Al celebrar la Eucaristía en tantos altares del mundo, agradecemos al eterno Sacerdote el don que nos ha dado en el sacramento del Sacerdocio. Y que en esta acción de gracias se puedan escuchar las palabras puestas por el evangelista en boca de María con ocasión de la visita a su prima Isabel: «Ha hecho en mi favor maravillas el Poderoso, Santo es su nombre» (Lc 1, 49). Demos también gracias a María por el inefable don del Sacerdocio por el cual podemos servir en la Iglesia a cada hombre. ¡Que el agradecimiento despierte también nuestro celo! ¿No se realiza quizás, mediante nuestro servicio sacerdotal, lo que se dice en los versículos siguientes del Magnificat de María? El Redentor, el Dios de la Cruz y de la Eucaristía, verdaderamente «exalta a los humildes»; «a los hambrientos colma de bienes». El, que «siendo rico, por nosotros se hizo pobre a fin de que nos enriqueciéramos con su pobreza» (cf. 2 Cor 8, 9), ha entregado a la humilde Virgen de Nazaret el admirable misterio de su pobreza, que hace ser ricos. Y nos entrega también a nosotros el mismo misterio mediante el sacramento del Sacerdocio.
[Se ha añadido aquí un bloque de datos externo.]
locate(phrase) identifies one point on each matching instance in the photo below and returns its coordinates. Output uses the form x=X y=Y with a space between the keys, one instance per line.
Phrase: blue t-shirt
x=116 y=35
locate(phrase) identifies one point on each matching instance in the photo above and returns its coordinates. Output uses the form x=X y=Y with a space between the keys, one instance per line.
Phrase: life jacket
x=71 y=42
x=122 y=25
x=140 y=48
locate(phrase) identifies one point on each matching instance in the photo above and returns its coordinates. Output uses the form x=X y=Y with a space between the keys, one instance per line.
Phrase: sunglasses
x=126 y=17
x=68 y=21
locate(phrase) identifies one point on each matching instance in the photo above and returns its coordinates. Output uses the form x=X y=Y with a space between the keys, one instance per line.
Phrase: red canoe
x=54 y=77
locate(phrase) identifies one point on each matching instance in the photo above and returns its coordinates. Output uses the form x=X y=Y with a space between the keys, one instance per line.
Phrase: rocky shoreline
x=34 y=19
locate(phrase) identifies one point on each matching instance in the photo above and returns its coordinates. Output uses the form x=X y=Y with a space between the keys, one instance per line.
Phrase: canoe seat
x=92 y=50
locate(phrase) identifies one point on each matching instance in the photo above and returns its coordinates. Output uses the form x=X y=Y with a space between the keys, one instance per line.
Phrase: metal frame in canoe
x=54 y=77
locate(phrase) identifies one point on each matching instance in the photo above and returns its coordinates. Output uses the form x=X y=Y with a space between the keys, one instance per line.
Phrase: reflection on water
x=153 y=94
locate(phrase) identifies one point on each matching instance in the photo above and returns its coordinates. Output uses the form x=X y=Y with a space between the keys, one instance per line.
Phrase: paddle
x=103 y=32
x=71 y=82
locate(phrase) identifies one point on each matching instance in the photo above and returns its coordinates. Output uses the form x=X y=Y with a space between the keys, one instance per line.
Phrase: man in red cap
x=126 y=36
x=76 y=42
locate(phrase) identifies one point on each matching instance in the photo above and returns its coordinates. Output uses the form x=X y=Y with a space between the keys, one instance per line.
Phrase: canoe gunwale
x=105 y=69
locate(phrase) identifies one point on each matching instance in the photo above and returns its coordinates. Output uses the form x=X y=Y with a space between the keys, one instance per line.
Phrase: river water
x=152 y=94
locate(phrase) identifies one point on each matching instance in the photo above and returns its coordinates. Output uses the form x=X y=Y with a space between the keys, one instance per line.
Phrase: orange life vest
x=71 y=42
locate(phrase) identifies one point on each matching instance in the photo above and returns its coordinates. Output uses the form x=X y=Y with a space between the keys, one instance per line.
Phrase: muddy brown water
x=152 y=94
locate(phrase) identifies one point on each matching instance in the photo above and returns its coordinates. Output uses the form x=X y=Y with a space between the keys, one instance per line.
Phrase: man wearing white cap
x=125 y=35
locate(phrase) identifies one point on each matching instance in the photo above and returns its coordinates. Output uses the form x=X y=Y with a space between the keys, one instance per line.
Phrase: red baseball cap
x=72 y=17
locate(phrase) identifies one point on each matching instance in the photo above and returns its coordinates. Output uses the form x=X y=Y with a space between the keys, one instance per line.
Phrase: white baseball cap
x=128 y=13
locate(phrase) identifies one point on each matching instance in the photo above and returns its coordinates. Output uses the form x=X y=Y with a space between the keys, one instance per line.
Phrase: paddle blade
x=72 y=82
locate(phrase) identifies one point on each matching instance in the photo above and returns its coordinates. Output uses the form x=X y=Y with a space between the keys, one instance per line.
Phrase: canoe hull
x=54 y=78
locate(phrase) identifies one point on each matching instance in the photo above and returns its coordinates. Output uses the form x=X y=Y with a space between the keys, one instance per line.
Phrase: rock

Demos gracias incesantemente por esto; con toda nuestra vida; con todo aquello de que somos capaces. Juntos demos gracias a María, Madre de los sacerdotes. ¿Cómo podré pagar al Señor todo el bien que me ha hecho? La copa de salvación levantaré e invocaré el nombre del Señor" (Sal 116/ 114-115, 12-13).

A todos mis hermanos en el Sacerdocio y en el Episcopado envío, con caridad fraterna y en el día de nuestra fiesta común, mi cordial saludo y mi Bendición Apostólica.

Vaticano, 25 de marzo, solemnidad de la Anunciación del Señor, del año 1988, décimo de mi Pontificado.

Notas

1. Const dogm.Lumen gentium, 58.

2. Cf. Carta Enc. Redemptoris Mater 30: AAS 79 (1987).p.402.

3. Const. Dogm. Lumen gentium, 63.

4. Ibid. 64.

5. Cf. Carta Enc. Redemptoris Mater 43: AAS 79 (1987). p. 420.

6. Cf. Const. Dogm. Lumen gentium, 63

7. Cf. Const. Past. Gaudium et spes, 13.